Das Urheberrecht in der Lehre
Wie schön, dass Dich die Potenziale mediendidaktischer Lehre offenbar überzeugen konnten und ich Dich hier wiedertreffe!
Nun möchte ich mit Dir gerne über die Einbindung von multimedialen Elementen in den Lehrkontext sprechen.
Digitale Medien im Unterricht verwenden: schön und gut. Aber vielleicht fragst Du Dich nun: Wo nehme ich denn die hierfür notwendigen Werkzeuge her? Welche Programme verwende ich, um meine Lernenden kollaborativ und digital an einem Thema arbeiten zu lassen? Wo bekomme ich die Lehrvideos zu dem Chemieversuch, den ich in der Praxis meinen Lernenden so nicht vorführen kann?
Die Anfrage auf Internetsuchmaschinen liefert schnell Ergebnisse, doch so einfach lassen sich diese für den Unterricht nicht verwenden. Hierbei gibt es nämlich rechtiche Bedingungen zu beachten, die sich vor allem auf das Urheberrecht beziehen.
Möchtest Du digitale Lehr/Lernmaterialien in Deine Lehre einbinden, solltest Du (wie auch bei nicht digitalen Materialien) stets auf das Urheberrecht achten. Dieses besagt, dass fremde Werke nur mit Zustimmung der urhebenden Person genutzt werden dürfen, da diese im Besitz des Verwertungsrechtes ist. Die Zustimmung der urhebenden Person kann in Form von so genannten Nutzungsrechten erfolgen, die dann darüber entscheiden, inwiefern das Werk verfielfältigt, verbreitet, ausgestellt, bearbeitet und weitergegeben werden darf.
Es können entweder individuelle Absprachen getroffen werden (beispielsweise indem man die urhebende Person kontaktiert und mit ihr einen gemeinsamen Lizenzvertrag aushandelt), oder die urhebende Person gibt mit Veröffentlichung des Werkes bereits eine Lizenz (beispielsweise offene CC Lizenzen) an, um über Nutzungsbedingungen zu informieren.

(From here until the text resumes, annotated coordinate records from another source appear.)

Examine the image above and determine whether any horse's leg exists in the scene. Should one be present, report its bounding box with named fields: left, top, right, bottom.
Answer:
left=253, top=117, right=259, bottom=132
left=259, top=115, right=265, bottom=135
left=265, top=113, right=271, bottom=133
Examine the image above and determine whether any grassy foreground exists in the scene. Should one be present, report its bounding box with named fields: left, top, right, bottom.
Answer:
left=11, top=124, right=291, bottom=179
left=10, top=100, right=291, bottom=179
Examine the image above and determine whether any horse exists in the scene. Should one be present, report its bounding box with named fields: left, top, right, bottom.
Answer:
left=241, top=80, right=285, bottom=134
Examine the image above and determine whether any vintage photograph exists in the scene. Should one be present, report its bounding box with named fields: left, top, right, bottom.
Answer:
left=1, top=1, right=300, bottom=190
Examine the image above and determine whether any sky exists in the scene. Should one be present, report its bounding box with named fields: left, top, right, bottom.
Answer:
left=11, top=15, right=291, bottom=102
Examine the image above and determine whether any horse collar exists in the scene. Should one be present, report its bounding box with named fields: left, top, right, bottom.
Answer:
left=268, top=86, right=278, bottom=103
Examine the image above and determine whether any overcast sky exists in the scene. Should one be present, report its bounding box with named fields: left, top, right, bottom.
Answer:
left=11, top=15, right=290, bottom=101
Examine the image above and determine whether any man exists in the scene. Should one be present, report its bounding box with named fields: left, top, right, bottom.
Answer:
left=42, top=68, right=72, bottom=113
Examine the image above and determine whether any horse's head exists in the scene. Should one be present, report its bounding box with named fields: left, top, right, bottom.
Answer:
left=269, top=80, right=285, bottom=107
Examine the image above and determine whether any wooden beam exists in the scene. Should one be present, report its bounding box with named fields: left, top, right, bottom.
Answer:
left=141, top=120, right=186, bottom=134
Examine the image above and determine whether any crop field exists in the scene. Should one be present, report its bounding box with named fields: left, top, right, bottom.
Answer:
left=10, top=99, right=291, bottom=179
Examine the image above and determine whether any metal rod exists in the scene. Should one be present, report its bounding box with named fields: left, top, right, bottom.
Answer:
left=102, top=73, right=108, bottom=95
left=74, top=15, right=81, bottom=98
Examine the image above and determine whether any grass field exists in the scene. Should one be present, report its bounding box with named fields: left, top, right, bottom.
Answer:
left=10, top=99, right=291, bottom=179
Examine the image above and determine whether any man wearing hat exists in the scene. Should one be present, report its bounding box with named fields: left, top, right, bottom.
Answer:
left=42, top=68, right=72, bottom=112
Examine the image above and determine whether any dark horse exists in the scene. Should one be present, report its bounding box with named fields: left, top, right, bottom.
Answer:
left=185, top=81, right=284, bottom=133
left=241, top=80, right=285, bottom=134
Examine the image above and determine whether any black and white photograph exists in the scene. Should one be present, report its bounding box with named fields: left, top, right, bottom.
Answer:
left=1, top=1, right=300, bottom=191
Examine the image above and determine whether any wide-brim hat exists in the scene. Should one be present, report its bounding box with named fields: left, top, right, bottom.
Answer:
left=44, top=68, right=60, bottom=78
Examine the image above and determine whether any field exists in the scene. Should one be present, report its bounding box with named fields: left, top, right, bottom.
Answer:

Zudem können auch so genannte Schrankenregelungen greifen, die das ausschießliche Urheberrechtsgesetzt einschränken. Das heißt, dass in diesen Fällen die Nutzungsrechte erweitert werden können.
Wie Du vorgehen solltest
Möchtest Du ein digitales Lehr/Lernmaterial in Deiner Lehre verwenden, dann stelle Dir zunächst diese Fragen:
Handelt es sich um ein Werk?
Denn das Urhebergesetzt schützt Werke. Hiermit sind "persönlich geistige Schöpfungen" (Kreutzer/Hirche 2017, S. 9) gemeint, die beispielsweise Texte, Filme, Fotos, Musik aber auch digitale Programme, Lernplattformen, Datenbanken und wissenschaftliche Werke einschließen können. Ob es sich bei einem Material um ein Werk handelt, muss im Zweifel im Einzelfall mit rechtlicher Unterstützung geklärt werden.

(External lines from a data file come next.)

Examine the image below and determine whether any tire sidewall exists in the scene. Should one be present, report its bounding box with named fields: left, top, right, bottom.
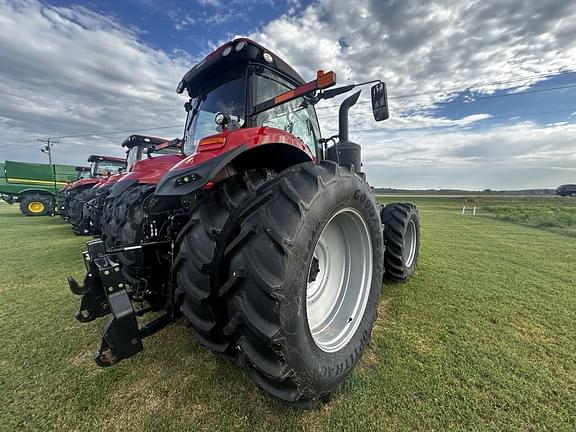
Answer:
left=279, top=171, right=383, bottom=394
left=402, top=208, right=420, bottom=279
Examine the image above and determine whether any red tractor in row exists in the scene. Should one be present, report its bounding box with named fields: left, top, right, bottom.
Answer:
left=73, top=135, right=182, bottom=235
left=68, top=38, right=420, bottom=408
left=58, top=155, right=126, bottom=226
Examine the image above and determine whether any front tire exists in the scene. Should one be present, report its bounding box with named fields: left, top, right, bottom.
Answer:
left=67, top=187, right=96, bottom=228
left=221, top=161, right=383, bottom=408
left=101, top=184, right=156, bottom=285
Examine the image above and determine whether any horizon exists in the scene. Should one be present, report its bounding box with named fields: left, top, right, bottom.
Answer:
left=0, top=0, right=576, bottom=190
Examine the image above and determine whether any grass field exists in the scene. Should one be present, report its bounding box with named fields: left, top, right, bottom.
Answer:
left=0, top=198, right=576, bottom=432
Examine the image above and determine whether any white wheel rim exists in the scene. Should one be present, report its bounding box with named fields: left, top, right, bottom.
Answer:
left=306, top=207, right=373, bottom=353
left=402, top=219, right=417, bottom=267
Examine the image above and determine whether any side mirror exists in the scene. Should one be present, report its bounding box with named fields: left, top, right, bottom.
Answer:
left=142, top=145, right=156, bottom=156
left=371, top=82, right=390, bottom=121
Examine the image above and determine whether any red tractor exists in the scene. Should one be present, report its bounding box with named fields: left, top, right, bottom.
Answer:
left=58, top=155, right=126, bottom=226
left=69, top=39, right=420, bottom=408
left=73, top=135, right=181, bottom=235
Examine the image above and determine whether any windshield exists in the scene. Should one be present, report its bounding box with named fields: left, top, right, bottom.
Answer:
left=126, top=146, right=142, bottom=169
left=76, top=170, right=90, bottom=180
left=184, top=72, right=246, bottom=155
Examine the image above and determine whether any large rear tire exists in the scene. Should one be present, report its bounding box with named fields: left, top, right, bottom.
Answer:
left=174, top=170, right=272, bottom=359
left=220, top=161, right=383, bottom=408
left=380, top=203, right=420, bottom=282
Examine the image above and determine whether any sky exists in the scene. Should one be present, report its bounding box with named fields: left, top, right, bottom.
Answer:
left=0, top=0, right=576, bottom=190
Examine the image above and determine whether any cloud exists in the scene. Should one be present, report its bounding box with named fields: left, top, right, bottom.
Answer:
left=0, top=0, right=576, bottom=188
left=252, top=0, right=576, bottom=188
left=0, top=0, right=195, bottom=163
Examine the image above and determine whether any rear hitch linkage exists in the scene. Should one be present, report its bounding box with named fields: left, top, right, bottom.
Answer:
left=68, top=240, right=173, bottom=367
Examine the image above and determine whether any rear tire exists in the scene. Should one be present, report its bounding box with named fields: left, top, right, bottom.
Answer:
left=220, top=161, right=383, bottom=408
left=380, top=203, right=420, bottom=282
left=174, top=170, right=272, bottom=359
left=20, top=194, right=53, bottom=216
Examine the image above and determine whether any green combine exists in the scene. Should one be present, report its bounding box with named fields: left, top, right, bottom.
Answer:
left=0, top=161, right=87, bottom=216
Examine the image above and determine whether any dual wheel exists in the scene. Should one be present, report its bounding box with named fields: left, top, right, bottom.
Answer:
left=174, top=162, right=419, bottom=407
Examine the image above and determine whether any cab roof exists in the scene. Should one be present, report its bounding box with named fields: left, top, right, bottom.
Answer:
left=122, top=135, right=170, bottom=148
left=176, top=38, right=305, bottom=97
left=88, top=155, right=126, bottom=164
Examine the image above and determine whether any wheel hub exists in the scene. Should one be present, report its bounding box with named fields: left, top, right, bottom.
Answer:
left=306, top=207, right=372, bottom=352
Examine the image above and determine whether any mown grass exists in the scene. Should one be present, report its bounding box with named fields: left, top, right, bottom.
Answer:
left=0, top=198, right=576, bottom=432
left=424, top=196, right=576, bottom=235
left=482, top=197, right=576, bottom=235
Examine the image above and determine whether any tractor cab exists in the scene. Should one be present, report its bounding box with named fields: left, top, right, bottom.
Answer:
left=75, top=166, right=90, bottom=180
left=122, top=135, right=182, bottom=171
left=155, top=38, right=388, bottom=196
left=88, top=155, right=126, bottom=178
left=177, top=39, right=320, bottom=156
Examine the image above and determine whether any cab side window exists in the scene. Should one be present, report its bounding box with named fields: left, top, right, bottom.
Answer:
left=254, top=69, right=320, bottom=154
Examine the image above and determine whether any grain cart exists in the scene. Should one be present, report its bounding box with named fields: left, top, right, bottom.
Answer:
left=0, top=161, right=78, bottom=216
left=58, top=155, right=126, bottom=226
left=74, top=135, right=181, bottom=235
left=69, top=39, right=419, bottom=408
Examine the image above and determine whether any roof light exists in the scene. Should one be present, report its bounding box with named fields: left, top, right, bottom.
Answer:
left=214, top=113, right=226, bottom=125
left=262, top=51, right=274, bottom=63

Für Ideen oder Konzepte liegt kein Urheberrechtsschutz vor:
"Das Urheberrecht besteht nur an Gestaltungen, nicht aber an Ideen, Konzepten, Methoden, wissenschaftlichen Erkenntnissen, Naturgesetzen oder Stilen. Schutzgegenstand ist immer nur eine konkrete Ausprägung eines geistigen Inhalts oder einer Idee. Anders ausgedrückt: Nicht geschützt sind die Mittel zum Werkschaffen – z.B. die Sprache, die nötig ist, um einen Text zu formulieren – sondern nur deren konkrete Anwendungen in Form eines Werks." (ebd., S. 12)
Handelt es sich bei dem Material um ein Werk, dann fahre mit diesen Fragen fort:
1. Handelt es sich um ein freies Werk?
Wenn das Material ein freies Werk ist, gelten für dessen Nutzung "freiheitlichere" Nutzungsregeln (ebd., S. 17).
Das Werk ist gemeinfrei
70 Jahre nach dem Tod der urhebenden Person eines Werkes, erlischt dessen Urheberrecht. Ist diese Schutzdauer abgelaufen, spricht man auch von einer Gemeinfreiheit des Werkes. Für seine Nutzung müssen weder Nutzungsrechte eingeholt noch Vergütungen bezahlt werden.
Achtung: An einige Werken bestehen mehrere Schutzrechte, deren Lafzeit mögicherweise noch nicht abgelaufen ist. Eine umfassende Prüfung bietet sich also an (vgl. ebd., S. 18f.).
Es handelt sich um ein amtliches Werk
Hierunter fallen Gerichtsurteile und Gesetzestexte.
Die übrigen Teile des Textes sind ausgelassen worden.